Problem 5: Centrelink expect you to make enquiries about this by phone, but their phone lines frequently go unanswered. It can take days or weeks for people to eventually get in contact just with someone who can tell them what is going on.

Problem 6: Centrelink expect you to pay off the debt while you are disputing whether it is even valid. The errors that they make can lead to incorrectly calculated debts of tens of thousands of dollars in some cases. Even if they determine the debt was invalid, you may have to pay hundreds of dollars in fees while they make a decision.

It’s unfair to expect people to start repaying a debt, or to pay to dispute a debt when there is a large amount of evidence that many debts will be incorrectly calculated or completely invalid. On top of this, presumed debtors may even be prevented from leaving the country based on the results of this system.

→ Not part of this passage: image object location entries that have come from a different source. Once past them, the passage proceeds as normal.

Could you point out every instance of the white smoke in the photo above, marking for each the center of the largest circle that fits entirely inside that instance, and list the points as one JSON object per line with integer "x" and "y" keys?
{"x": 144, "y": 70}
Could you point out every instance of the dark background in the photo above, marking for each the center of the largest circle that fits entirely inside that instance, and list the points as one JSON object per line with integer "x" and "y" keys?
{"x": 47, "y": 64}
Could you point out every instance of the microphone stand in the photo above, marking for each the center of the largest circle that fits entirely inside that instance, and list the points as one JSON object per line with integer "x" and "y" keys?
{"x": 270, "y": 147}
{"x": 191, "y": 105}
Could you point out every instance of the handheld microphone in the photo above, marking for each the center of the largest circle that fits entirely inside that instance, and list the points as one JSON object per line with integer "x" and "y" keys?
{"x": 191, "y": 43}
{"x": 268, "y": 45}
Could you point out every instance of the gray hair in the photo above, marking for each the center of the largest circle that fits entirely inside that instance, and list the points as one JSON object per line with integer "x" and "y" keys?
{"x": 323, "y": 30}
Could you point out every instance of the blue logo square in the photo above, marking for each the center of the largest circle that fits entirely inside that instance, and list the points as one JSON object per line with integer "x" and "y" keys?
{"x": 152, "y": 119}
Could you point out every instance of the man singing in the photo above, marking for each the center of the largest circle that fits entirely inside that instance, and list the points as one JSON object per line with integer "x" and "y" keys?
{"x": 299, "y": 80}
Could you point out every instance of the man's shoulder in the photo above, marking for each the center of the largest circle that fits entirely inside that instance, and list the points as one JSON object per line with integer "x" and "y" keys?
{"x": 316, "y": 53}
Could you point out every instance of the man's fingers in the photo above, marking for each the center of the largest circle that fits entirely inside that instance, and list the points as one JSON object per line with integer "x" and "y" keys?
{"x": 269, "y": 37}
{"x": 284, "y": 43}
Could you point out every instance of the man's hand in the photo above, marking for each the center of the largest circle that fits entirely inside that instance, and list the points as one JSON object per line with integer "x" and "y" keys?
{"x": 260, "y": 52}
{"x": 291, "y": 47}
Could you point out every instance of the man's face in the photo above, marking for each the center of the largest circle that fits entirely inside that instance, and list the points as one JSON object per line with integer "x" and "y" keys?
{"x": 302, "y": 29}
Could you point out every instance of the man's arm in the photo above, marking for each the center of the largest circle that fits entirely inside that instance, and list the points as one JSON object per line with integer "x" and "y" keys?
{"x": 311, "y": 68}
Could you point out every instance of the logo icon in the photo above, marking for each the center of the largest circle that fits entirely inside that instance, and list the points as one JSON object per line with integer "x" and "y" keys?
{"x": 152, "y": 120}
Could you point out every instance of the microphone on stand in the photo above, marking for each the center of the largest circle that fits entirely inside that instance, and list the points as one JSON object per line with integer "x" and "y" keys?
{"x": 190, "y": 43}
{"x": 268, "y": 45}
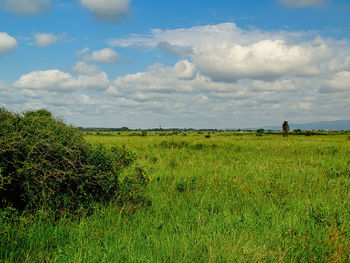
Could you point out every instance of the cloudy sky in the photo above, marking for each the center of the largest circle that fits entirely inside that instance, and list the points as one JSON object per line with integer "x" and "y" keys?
{"x": 177, "y": 63}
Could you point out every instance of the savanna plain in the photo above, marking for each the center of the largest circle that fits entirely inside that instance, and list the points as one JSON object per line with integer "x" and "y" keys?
{"x": 219, "y": 196}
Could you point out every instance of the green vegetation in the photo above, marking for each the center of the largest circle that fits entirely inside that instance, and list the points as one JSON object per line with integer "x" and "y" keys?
{"x": 47, "y": 165}
{"x": 233, "y": 197}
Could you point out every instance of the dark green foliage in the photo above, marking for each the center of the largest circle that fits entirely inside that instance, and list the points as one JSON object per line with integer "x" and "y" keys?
{"x": 260, "y": 132}
{"x": 285, "y": 127}
{"x": 46, "y": 164}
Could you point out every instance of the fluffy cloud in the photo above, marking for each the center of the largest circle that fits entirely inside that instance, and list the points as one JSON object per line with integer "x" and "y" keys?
{"x": 158, "y": 79}
{"x": 107, "y": 10}
{"x": 58, "y": 81}
{"x": 8, "y": 44}
{"x": 263, "y": 59}
{"x": 26, "y": 6}
{"x": 45, "y": 39}
{"x": 106, "y": 55}
{"x": 224, "y": 52}
{"x": 339, "y": 82}
{"x": 301, "y": 3}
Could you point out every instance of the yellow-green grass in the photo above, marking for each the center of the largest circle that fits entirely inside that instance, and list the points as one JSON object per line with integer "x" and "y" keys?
{"x": 227, "y": 198}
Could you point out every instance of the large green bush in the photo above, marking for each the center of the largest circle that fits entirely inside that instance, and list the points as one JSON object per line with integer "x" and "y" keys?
{"x": 45, "y": 163}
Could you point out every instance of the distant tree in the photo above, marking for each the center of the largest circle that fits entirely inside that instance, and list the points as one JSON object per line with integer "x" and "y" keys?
{"x": 259, "y": 132}
{"x": 285, "y": 127}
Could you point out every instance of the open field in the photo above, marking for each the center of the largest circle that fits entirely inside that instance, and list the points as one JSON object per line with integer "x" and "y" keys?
{"x": 227, "y": 198}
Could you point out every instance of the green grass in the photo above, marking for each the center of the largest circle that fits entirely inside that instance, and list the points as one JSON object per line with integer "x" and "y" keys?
{"x": 226, "y": 198}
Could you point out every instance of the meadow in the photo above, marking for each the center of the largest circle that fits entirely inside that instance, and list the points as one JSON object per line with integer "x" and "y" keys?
{"x": 227, "y": 197}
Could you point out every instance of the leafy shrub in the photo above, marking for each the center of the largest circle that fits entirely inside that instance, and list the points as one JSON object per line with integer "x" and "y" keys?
{"x": 45, "y": 163}
{"x": 260, "y": 132}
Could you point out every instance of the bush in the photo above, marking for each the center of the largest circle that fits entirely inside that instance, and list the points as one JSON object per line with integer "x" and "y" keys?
{"x": 260, "y": 132}
{"x": 45, "y": 163}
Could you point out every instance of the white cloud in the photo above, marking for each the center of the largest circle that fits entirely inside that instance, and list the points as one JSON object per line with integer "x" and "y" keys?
{"x": 26, "y": 7}
{"x": 158, "y": 78}
{"x": 302, "y": 3}
{"x": 227, "y": 53}
{"x": 58, "y": 81}
{"x": 107, "y": 10}
{"x": 263, "y": 59}
{"x": 339, "y": 82}
{"x": 105, "y": 55}
{"x": 82, "y": 68}
{"x": 45, "y": 39}
{"x": 48, "y": 79}
{"x": 8, "y": 43}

Problem 7: Centrelink’s approach to debt recovery, and the approach of the private companies they contract for it, are not respecting established practices and guidelines for for debt recovery. These guidelines cover hours of contact, providing documentation to prove the debt, and suspending collection activities if liability is disputed. The ACCC also outline the rights that alleged debtors have, including requesting proof of the debt, and possible defence against old debts (usually more than six years).

I don’t know whether these guidelines are legally enforceable against debt collection by a government agency. But even if they aren’t, they exist because of the need to protect people from various tactics by debt collection agencies and the lack of rigour by organisations that use them. Centrelink and any debt collectors they engage should still be respecting them.

The organisation Australian Lawyers for Human Rights have also flagged possible legal problems and human rights violations with Centrelink’s approach to debt calculation and recovery.


Not all sources are linked directly, because some of the information is inferred from multiple reports or because multiple sources cover the same issue.


I made changes to this article after it was linked from high profile sources. The only major changes are:

  • I initially stated that the problems stemmed from Centrelink using a new data matching algorithm in 2016. This was wrong, they've been using it for a few years. The big difference in 2016 was that they increased the rate at which it creates notices while reducing oversight of these notices.

  • I recently added the parts about debt recovery practices.

Note: I’m releasing this under a slightly different license to the rest of this site: Creative Commons Attribution 2.5 (Australia) License. ie. deriviative works and commercial use is allowed, with attribution and indication of changes made.